Appallingly, the incident was declared by one of the leading English dailies from Shillong to have turned communal and blamed it on the Khasi protesters. A number of articles and 'letters to the Editor' authored by certain social activists, educationists and other concerned citizens published in the same daily seem to propagate that the protest was a communal one threatening the peace and security of the lives of the minority non-tribal population in the state of Meghalaya.
A picture is rather painted of those who took part in the protest as always being anti-nontribal, lacking any sense of the need and possibility of peaceful co-existence between the minority non-tribal communities and the majority tribal population.
For such authors siding with minority rather than objectivity is always right and considered a liberal stand. But this particular stand-point needs to be countered as it is not only based on lack of objective understanding of the problem but also dangerous because it has the potential to rekindle the communal passion which the state witnessed on several occasions in the previous century and possibly creating a threat to the personal life and liberty of the people not only of Meghalaya but entire Northeast, living in other parts of India.
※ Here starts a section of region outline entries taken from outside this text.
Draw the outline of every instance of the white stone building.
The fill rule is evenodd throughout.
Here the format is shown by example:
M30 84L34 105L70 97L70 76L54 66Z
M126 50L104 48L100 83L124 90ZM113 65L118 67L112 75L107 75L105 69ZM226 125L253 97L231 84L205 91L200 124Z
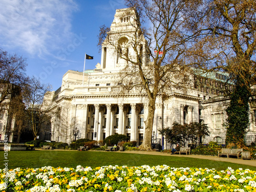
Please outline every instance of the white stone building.
M127 10L133 13L128 9L116 11L108 33L113 44L102 44L101 64L98 63L93 70L84 73L69 70L63 75L61 87L53 95L55 104L52 110L56 115L52 119L52 140L71 142L74 139L74 130L76 127L77 139L102 140L118 133L127 135L138 144L143 141L144 121L147 115L146 100L135 89L120 96L119 88L116 86L119 71L126 65L126 61L120 58L113 45L120 49L122 53L133 54L128 45L131 35L135 32L131 25L133 23L132 17L125 15ZM144 43L142 38L143 52ZM146 57L143 61L146 65ZM219 115L215 113L222 112L220 118L224 120L224 110L216 108L215 101L206 101L218 94L209 87L205 84L197 86L186 94L172 92L164 101L159 97L156 104L153 139L158 138L162 143L162 136L157 130L170 127L175 121L184 124L204 120L214 137L224 135L225 130L219 127L223 121L219 122ZM212 115L215 118L210 119ZM255 135L255 126L251 130L251 134Z

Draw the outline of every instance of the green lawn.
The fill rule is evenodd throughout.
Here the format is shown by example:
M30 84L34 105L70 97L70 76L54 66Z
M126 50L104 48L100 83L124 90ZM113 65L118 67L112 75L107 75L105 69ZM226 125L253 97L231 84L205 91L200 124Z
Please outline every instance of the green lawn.
M4 152L0 152L4 162ZM256 167L229 162L211 161L204 159L150 155L126 154L124 153L69 151L34 151L8 152L8 168L37 168L44 166L53 167L76 167L78 165L95 168L104 165L129 166L165 164L172 167L215 168L217 170L226 169L231 167L256 170ZM0 168L3 168L1 163Z

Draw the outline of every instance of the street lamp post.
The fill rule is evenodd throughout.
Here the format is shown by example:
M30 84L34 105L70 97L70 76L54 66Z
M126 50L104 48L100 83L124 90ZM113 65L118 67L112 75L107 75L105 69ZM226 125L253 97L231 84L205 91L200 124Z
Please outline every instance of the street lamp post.
M156 126L156 141L157 141L157 120L158 119L158 117L159 117L159 119L162 119L162 117L161 116L158 116L157 114L157 126ZM162 140L163 139L163 136L162 136ZM160 143L159 143L160 144ZM162 149L163 150L163 142L162 142Z
M97 126L97 124L99 124L100 123L99 121L96 121L96 125ZM96 127L95 127L96 129L97 129L97 126ZM95 130L95 131L96 131L96 130ZM96 141L96 137L97 137L97 132L94 132L94 140Z
M75 141L76 141L76 136L78 135L79 131L76 127L73 131L73 135L75 136Z

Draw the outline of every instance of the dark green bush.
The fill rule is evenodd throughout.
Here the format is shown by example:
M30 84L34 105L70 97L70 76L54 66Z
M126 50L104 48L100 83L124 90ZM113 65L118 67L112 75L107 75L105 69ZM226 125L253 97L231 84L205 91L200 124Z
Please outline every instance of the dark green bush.
M91 141L92 140L89 139L77 139L75 142L76 143L85 143L86 142Z
M91 141L90 140L90 141L88 141L88 142L79 142L80 141L78 141L78 143L76 142L73 142L72 143L70 143L70 148L71 150L77 150L77 148L80 147L80 146L88 146L88 148L89 150L91 150L93 148L93 146L95 144L95 143L97 143L97 141Z
M137 142L135 141L129 141L125 142L123 144L123 148L124 150L127 150L127 147L134 147L136 146Z
M106 146L114 146L122 141L126 140L128 139L127 136L121 134L115 134L111 135L103 141L103 145L106 144Z
M210 142L206 145L200 145L194 150L191 150L191 154L204 155L218 155L218 151L221 150L222 146L216 142Z
M33 144L35 147L40 147L40 144L42 142L44 141L41 140L33 140L26 142L26 144Z
M62 142L55 142L52 143L53 145L53 148L56 148L58 150L64 150L66 146L68 146L69 144L67 143L62 143Z

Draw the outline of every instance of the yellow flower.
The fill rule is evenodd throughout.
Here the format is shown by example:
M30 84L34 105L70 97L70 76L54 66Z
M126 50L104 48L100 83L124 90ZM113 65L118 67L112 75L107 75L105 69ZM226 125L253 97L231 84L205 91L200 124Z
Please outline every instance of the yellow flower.
M101 186L100 185L99 185L98 184L95 184L94 185L94 188L97 188L97 187L98 187L98 188L100 188L101 187Z
M131 184L132 184L132 181L133 181L133 180L132 179L127 180L127 182L128 183L128 186L131 185Z
M141 189L141 190L140 191L141 192L146 191L147 189L147 187L145 187L142 188L142 189Z

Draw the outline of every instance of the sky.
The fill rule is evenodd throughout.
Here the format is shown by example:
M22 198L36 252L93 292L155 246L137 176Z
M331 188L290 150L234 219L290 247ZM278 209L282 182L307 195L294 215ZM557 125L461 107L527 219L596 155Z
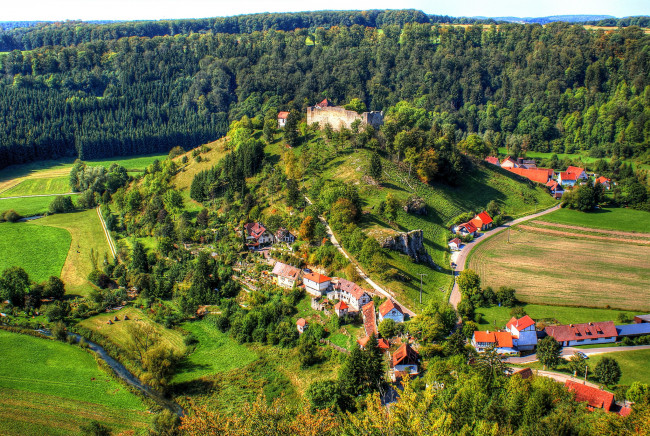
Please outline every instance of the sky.
M157 20L319 9L419 9L456 17L650 15L649 0L328 0L311 4L305 0L30 0L12 1L0 13L0 21Z

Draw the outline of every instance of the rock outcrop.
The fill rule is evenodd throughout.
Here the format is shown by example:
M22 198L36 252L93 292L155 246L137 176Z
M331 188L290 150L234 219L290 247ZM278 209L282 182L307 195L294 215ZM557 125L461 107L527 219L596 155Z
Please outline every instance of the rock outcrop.
M383 248L389 248L391 250L406 254L415 262L435 266L433 259L431 259L429 253L427 253L427 249L424 248L424 237L422 235L422 230L412 230L408 233L398 233L395 236L390 236L382 241L379 241L379 244Z

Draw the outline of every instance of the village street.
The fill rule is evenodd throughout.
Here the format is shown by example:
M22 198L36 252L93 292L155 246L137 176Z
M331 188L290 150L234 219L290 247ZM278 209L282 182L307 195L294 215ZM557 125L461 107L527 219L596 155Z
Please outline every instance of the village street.
M489 237L494 236L497 233L500 233L500 232L506 230L510 226L514 226L514 225L519 224L521 222L528 221L530 219L537 218L537 217L540 217L542 215L546 215L547 213L551 213L553 211L556 211L559 208L560 208L560 205L558 204L556 206L553 206L550 209L546 209L546 210L543 210L541 212L534 213L532 215L527 215L527 216L524 216L524 217L521 217L521 218L517 218L516 220L509 221L509 222L507 222L505 224L502 224L501 226L496 227L496 228L494 228L492 230L488 230L487 232L483 233L478 238L475 238L471 242L468 242L460 250L458 256L455 257L456 267L454 268L454 276L457 276L458 274L460 274L460 272L462 270L465 269L465 262L467 261L467 256L472 251L472 249L476 246L476 244L478 244L479 242L485 241ZM454 280L454 287L453 287L453 289L451 291L451 295L449 296L449 303L452 306L454 306L454 309L456 309L457 306L458 306L458 303L460 303L460 298L461 298L460 290L458 289L458 284Z
M307 200L307 203L313 204L311 202L311 200L309 198L307 198L307 196L305 196L305 200ZM351 256L349 256L348 253L343 249L343 247L341 247L341 244L339 244L339 241L336 240L336 236L334 236L334 232L332 231L331 227L327 223L327 220L325 219L325 217L319 215L318 219L323 223L323 225L325 226L325 229L327 229L327 236L329 237L330 241L332 242L332 245L334 245L334 247L336 247L336 249L339 250L343 254L343 256L345 256L345 258L348 259L350 261L350 263L352 263L352 265L354 265L354 267L357 270L357 273L359 274L359 276L362 279L364 279L366 281L366 283L368 283L377 293L383 295L386 298L390 298L393 301L395 301L397 304L399 304L402 307L402 309L404 310L404 313L408 313L409 316L411 316L411 317L415 316L415 312L413 312L411 309L406 307L401 302L397 301L393 295L391 295L388 291L384 290L381 286L379 286L377 283L375 283L370 277L368 277L368 275L361 269L361 267L356 262L356 260L353 259Z

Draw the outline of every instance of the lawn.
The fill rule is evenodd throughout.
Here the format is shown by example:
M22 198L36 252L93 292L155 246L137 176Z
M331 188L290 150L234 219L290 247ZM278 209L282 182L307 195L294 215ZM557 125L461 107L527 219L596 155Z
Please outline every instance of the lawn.
M221 333L206 320L188 322L181 327L193 334L199 343L183 362L181 370L174 377L174 383L242 368L257 360L253 351L238 344L227 333Z
M20 266L36 282L59 277L71 240L65 229L32 222L0 223L0 271Z
M0 192L0 197L20 195L65 194L70 192L70 181L67 177L26 179L18 185Z
M0 330L0 433L63 435L93 419L116 433L144 430L142 401L62 342Z
M512 286L527 303L650 310L648 245L513 227L476 246L468 263L483 286Z
M650 213L625 208L603 208L596 212L559 209L540 221L624 232L650 233Z
M68 250L61 271L61 280L66 285L66 291L72 294L87 295L92 289L88 274L93 270L91 250L97 256L99 267L104 260L104 253L112 260L106 236L95 209L82 212L50 215L33 221L34 224L65 229L72 235L72 243Z
M638 311L620 311L614 309L593 309L588 307L568 306L543 306L539 304L524 304L523 309L531 318L540 320L556 320L560 324L580 324L587 322L614 321L618 323L618 316L625 313L628 317L638 315ZM481 330L487 328L505 328L506 323L512 318L510 307L479 307L476 313L481 314Z

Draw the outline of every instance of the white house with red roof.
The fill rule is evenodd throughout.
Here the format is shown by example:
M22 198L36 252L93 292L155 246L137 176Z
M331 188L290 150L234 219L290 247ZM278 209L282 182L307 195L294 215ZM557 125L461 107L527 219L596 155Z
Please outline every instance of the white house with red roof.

The purpose of this article is not to give a judgement on who is right and who is wrong on the skirmish that turned violent as that is the task of the police. But I would like to state that the incident was not a communal one but rather a problem arising out of the possibly inept handling of the police department in maintaining law and order in the area.
In the last two decades, Meghalaya has been able to attain a fairly and appreciable degree of civility and this has been due to efforts of various stakeholders from both the tribal communities and non-tribal communities.
Coming out from the shadow of communalism in the twentieth century, both the majority and minority communities have, by and large, come to the realisation that for the development of the state peaceful, coexistence of different communities is central.
Leaders of the local ethnic-based pressure groups and political parties including the regional political parties which publicly proclaim that they are tribal parties have admitted, accepted and taken a position that those non-tribals who migrated to the state before the creation of the State should be identified and considered as the "genuine and permanent non-tribal residents of the State".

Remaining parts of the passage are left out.